For decades, organisations have been obsessed with technology. First with machines that could make production faster, cheaper and more efficient. Then systems that could manage the information created by these machines, which increased as the commoditisation of business and personal computers advanced. Information Technology systems increased in complexity, and as computer systems began to be networked, the need to formally design IT systems became evident. A new breed of designers started to appear to focus on the various aspects of the ever increasing technology landscape. It became inconceivable to try to solve complex IT problems without appropriate design, because the variability of the components of the system was just too great. This of course became more acute as organisations interacted and merged, many of them with systems based on various technologies, some of which were already becoming legacy but couldn’t just be replaced. And so the era of enterprise, technical and solution architects, user researchers, business analysts, etc, begun.

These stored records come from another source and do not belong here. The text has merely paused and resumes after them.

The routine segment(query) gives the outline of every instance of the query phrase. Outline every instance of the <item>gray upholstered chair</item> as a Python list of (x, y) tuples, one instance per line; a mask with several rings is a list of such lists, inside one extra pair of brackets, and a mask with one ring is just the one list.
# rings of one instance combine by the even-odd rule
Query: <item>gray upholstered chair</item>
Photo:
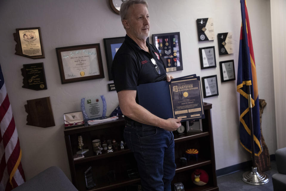
[(51, 167), (12, 191), (78, 191), (63, 172)]
[(279, 173), (272, 176), (274, 191), (286, 190), (286, 147), (278, 149), (275, 153)]

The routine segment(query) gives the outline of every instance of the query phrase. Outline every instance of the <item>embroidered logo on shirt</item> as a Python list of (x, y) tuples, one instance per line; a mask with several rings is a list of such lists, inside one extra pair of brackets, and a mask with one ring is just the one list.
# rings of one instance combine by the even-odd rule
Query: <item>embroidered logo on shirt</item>
[(144, 60), (144, 61), (142, 61), (141, 62), (141, 64), (146, 64), (148, 62), (148, 61), (147, 60)]
[(160, 59), (160, 57), (159, 56), (159, 55), (158, 54), (158, 53), (156, 52), (154, 52), (154, 53), (155, 53), (155, 54), (156, 55), (156, 56), (157, 57), (157, 58), (158, 58), (158, 60)]

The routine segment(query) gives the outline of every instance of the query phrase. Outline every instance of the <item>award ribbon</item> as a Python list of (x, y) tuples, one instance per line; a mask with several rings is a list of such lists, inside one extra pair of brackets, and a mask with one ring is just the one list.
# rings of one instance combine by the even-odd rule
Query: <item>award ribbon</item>
[(168, 43), (168, 38), (165, 38), (165, 41), (166, 41), (166, 44), (165, 44), (166, 45), (166, 46), (168, 46), (169, 45), (169, 43)]

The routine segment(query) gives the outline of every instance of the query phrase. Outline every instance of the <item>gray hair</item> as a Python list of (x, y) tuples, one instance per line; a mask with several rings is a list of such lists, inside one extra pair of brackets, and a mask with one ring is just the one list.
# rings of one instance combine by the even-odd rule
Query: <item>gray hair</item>
[(125, 1), (120, 7), (120, 16), (121, 21), (126, 19), (127, 11), (130, 6), (136, 4), (143, 4), (148, 8), (148, 4), (145, 0), (127, 0)]

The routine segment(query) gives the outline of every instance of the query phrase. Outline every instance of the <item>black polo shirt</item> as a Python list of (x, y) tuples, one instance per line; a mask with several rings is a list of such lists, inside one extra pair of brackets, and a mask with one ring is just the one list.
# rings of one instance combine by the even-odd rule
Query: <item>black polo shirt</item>
[[(153, 44), (146, 42), (146, 45), (150, 54), (127, 35), (125, 36), (112, 63), (112, 76), (117, 92), (124, 90), (137, 90), (140, 84), (166, 79), (166, 68), (159, 51)], [(160, 74), (151, 61), (152, 58), (160, 68)]]
[[(126, 35), (125, 40), (116, 52), (112, 67), (112, 76), (116, 91), (137, 90), (140, 84), (159, 81), (166, 79), (166, 68), (156, 47), (148, 42), (150, 52), (142, 49)], [(151, 60), (153, 58), (160, 69), (158, 74)], [(136, 102), (138, 96), (136, 94)], [(127, 120), (134, 121), (127, 116)]]

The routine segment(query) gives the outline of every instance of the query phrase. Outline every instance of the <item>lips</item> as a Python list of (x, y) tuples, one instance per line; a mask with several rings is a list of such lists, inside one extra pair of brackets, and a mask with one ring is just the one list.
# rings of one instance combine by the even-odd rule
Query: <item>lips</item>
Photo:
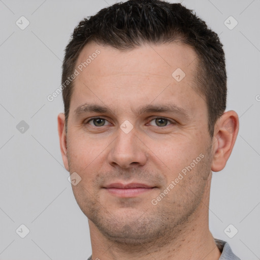
[(143, 183), (134, 183), (123, 184), (122, 183), (116, 183), (109, 184), (104, 187), (106, 188), (115, 188), (117, 189), (133, 189), (136, 188), (151, 188), (155, 187)]
[(144, 192), (151, 191), (156, 187), (144, 183), (132, 183), (123, 184), (116, 183), (106, 185), (104, 188), (109, 193), (117, 197), (134, 198)]

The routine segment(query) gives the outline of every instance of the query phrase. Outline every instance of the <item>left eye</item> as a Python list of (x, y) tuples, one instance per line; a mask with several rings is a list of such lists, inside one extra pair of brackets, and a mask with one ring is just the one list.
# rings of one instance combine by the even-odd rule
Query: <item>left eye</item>
[(166, 118), (164, 118), (163, 117), (157, 117), (156, 118), (154, 118), (152, 119), (151, 121), (150, 121), (150, 123), (151, 123), (151, 122), (152, 122), (153, 121), (155, 121), (155, 123), (156, 124), (155, 126), (159, 127), (166, 126), (167, 125), (168, 125), (168, 123), (170, 123), (171, 122), (169, 119), (167, 119)]
[(93, 126), (104, 126), (104, 125), (107, 125), (105, 124), (105, 121), (107, 121), (104, 118), (101, 118), (100, 117), (97, 117), (96, 118), (92, 118), (90, 119), (89, 121), (87, 122), (89, 123), (89, 122), (93, 121), (93, 124), (90, 124), (91, 125)]

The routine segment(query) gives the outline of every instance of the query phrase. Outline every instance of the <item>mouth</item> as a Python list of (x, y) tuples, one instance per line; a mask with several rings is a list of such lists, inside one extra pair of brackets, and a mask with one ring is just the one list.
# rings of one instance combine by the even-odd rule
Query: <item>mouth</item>
[(133, 198), (138, 195), (153, 190), (157, 187), (153, 187), (143, 183), (128, 183), (123, 184), (117, 183), (112, 183), (105, 189), (110, 194), (119, 198)]

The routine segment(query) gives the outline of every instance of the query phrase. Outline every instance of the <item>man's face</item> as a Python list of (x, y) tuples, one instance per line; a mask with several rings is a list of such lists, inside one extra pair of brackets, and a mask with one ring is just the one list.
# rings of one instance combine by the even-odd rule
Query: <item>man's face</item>
[[(122, 52), (91, 43), (76, 68), (96, 49), (100, 54), (75, 80), (65, 165), (81, 178), (72, 186), (76, 199), (103, 235), (152, 241), (188, 220), (211, 176), (212, 139), (205, 101), (195, 91), (196, 54), (176, 44)], [(89, 111), (90, 105), (108, 110)], [(170, 106), (175, 109), (154, 109)], [(107, 188), (115, 183), (152, 188), (116, 193)]]

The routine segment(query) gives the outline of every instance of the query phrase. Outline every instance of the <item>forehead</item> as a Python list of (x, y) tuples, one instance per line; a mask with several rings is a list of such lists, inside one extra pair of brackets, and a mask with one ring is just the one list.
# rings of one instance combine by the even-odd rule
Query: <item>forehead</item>
[(76, 62), (79, 75), (71, 106), (90, 100), (115, 109), (116, 104), (127, 109), (127, 105), (133, 108), (140, 103), (173, 102), (194, 110), (204, 102), (195, 90), (197, 57), (191, 47), (181, 44), (145, 44), (121, 51), (92, 42)]

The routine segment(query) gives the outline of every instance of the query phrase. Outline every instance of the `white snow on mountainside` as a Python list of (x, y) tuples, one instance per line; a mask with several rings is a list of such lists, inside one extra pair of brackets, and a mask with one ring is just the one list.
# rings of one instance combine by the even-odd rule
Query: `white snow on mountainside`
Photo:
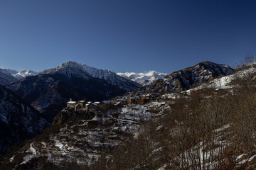
[(5, 74), (11, 75), (15, 79), (18, 80), (28, 76), (35, 76), (38, 74), (38, 72), (36, 72), (32, 70), (26, 70), (26, 69), (23, 69), (21, 72), (18, 72), (14, 69), (1, 69), (1, 72)]
[(45, 70), (39, 74), (54, 74), (55, 72), (62, 72), (65, 74), (69, 72), (69, 74), (73, 74), (73, 72), (83, 73), (85, 77), (90, 76), (94, 78), (106, 80), (109, 84), (116, 85), (120, 89), (125, 89), (127, 91), (136, 90), (141, 85), (137, 82), (125, 79), (117, 75), (116, 73), (107, 69), (96, 69), (90, 67), (83, 63), (77, 63), (75, 62), (67, 62), (63, 63), (55, 68)]
[(149, 71), (143, 73), (125, 72), (117, 73), (117, 75), (125, 77), (128, 79), (139, 83), (142, 86), (148, 85), (156, 81), (158, 79), (163, 79), (168, 74), (156, 72), (155, 71)]
[(17, 72), (15, 74), (12, 74), (15, 78), (17, 79), (21, 79), (23, 77), (28, 76), (36, 76), (38, 73), (36, 72), (33, 70), (26, 70), (23, 69), (21, 72)]

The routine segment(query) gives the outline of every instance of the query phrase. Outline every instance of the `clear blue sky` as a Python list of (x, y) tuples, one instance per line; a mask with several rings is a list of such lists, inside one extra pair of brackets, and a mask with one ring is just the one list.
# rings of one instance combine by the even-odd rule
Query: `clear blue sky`
[(254, 0), (0, 0), (0, 67), (171, 73), (255, 52)]

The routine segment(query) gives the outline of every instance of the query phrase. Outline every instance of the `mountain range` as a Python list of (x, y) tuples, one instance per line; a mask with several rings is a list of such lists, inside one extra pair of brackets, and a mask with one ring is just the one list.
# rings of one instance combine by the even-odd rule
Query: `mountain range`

From data warehouses to data lakes
Information Technology thrived through the last quarter of the 20th century. Personalised services and devices became pervasive, and so did the need to store the information collected by them, which in turn powered new services and business models. Database servers became data warehouses, and information management turned not only into a storage problem, but also a processing challenge. New paradigms of storing and processing data were born, and data warehouses became data lakes, and rigid parallel computing systems evolved into flexible distributed computing platforms, powered by virtual machines, containerization and high speed internet.
By now organisations had understood that they were sitting on masses of data generated by their own operations, and that new technology and data management systems gave them the tools to extract insights that could help their businesses. While some turned to ready-made Business Intelligence software, others began to explore what could be done by programming new processing pipelines within their business models, or even creating new businesses by exploiting new data generated by a new breed of online services. And so data analysts gave way to data scientists, data engineers, and this is pretty much where we find ourselves at the moment.
Where we are now
The same way the IT revolution was powered by design to cope with the complexity of the technology landscape, you would think that the data revolution should follow suit. In the end, data is being generated by technology, and so it is as varied as the technology itself. Instead, however, we see that the data revolution is not being powered by design but by analysis, which is a product of data. This is like creating IT services without planning how the infrastructure should support them: for each service to be provided, the technology infrastructure is put in place to deliver it. Clearly, this would become unsustainable for organisations with multiple services which need to run on top of shared IT infrastructure. Organisations want to optimise investment, and not buy new equipment, lay new cables or install new software for each problems they are trying to resolve.
So why are we not designing data solutions the same way we design IT solutions? The answer is quite complex and probably a combination of multiple factors. Firstly, data is immaterial and it doesn't cost money in such an apparent way as IT. So the inefficiencies of data analysis processes do not compute in the balance sheets in the same way as IT does. Secondly, exploiting their data assets and making data profitable are new concepts for many organisations. Many leaders know they need to do something with their data wealth but data analysis / science is a bit of a mysterious art to them. Thirdly, organisations know IT well, and when faced with a problem that sounds like technology they try to solve it throwing more technology at it i.e. buy a cloud service, install a data lake or a distributed platform or just hire more people. Finally, some organisations struggle with defining what a design solution for data might be. It is easy to visualise connecting physical systems together, and conceptually, it is easier to see that certain technology glue must be required to join up services, such as front end applications with backend servers. But what are you trying to connect with data? What is the glue that makes products based on data more efficient?
Why Data Architecture?
Based on all this, the answer to this last question is unsurprisingly design or, following the IT parlance, architecture. Data Architecture, to be more precise. And Data Architecture is the most overlooked piece of the puzzle for organisations to take full advantage of their data estates. Architecting the data allows organisations to build one shared design infrastructure so that data consumers can understand what data they have, where it is and what it means. It allows organisations to manage their data estate, which should be separate from, but related to, the organisation's technology and analysis strategy. Organisations that skip the data architecture step find themselves repeating the same data pre-processing steps for every application they create. Their data scientists spend more than half their time wrangling data from various parts of the company, trying to understand what variables in different data sets mean, cleaning them and transform them into something they can use. And while data wrangling is a necessary step of data exploration, it should not take most of the time of the data analysis process and it most definitely should not be part of the production process.
Data architecture doesn’t just help organisations be more efficient and therefore expedite the development of data applications, but is a key factor on data quality, and thus on the final products themselves. Resolving data inconsistencies and errors shouldn’t depend on the experts that build the analysis pipeline. Those analyst should be provided with datasets that have been produced and described following agreed standards, and adherence to those standards has been governed appropriately throughout the data lifecycle. Data standards and governance must be an organisation-wide priority, because errors at source can creep all the way up to the analysis pipeline and end up in product outputs. Not to mention that appropriate governance is part of the legal obligations of organisations regarding the management of their data.
So if you are a leader of an organisation undertaking a digital transformation and planning to take seriously the potential of your data estate, do not just buy a cloud solution and hire data scientists. You will need that, but you will also need to know what data you have, how to make sense of it and how to manage it, and only data architects will give you that.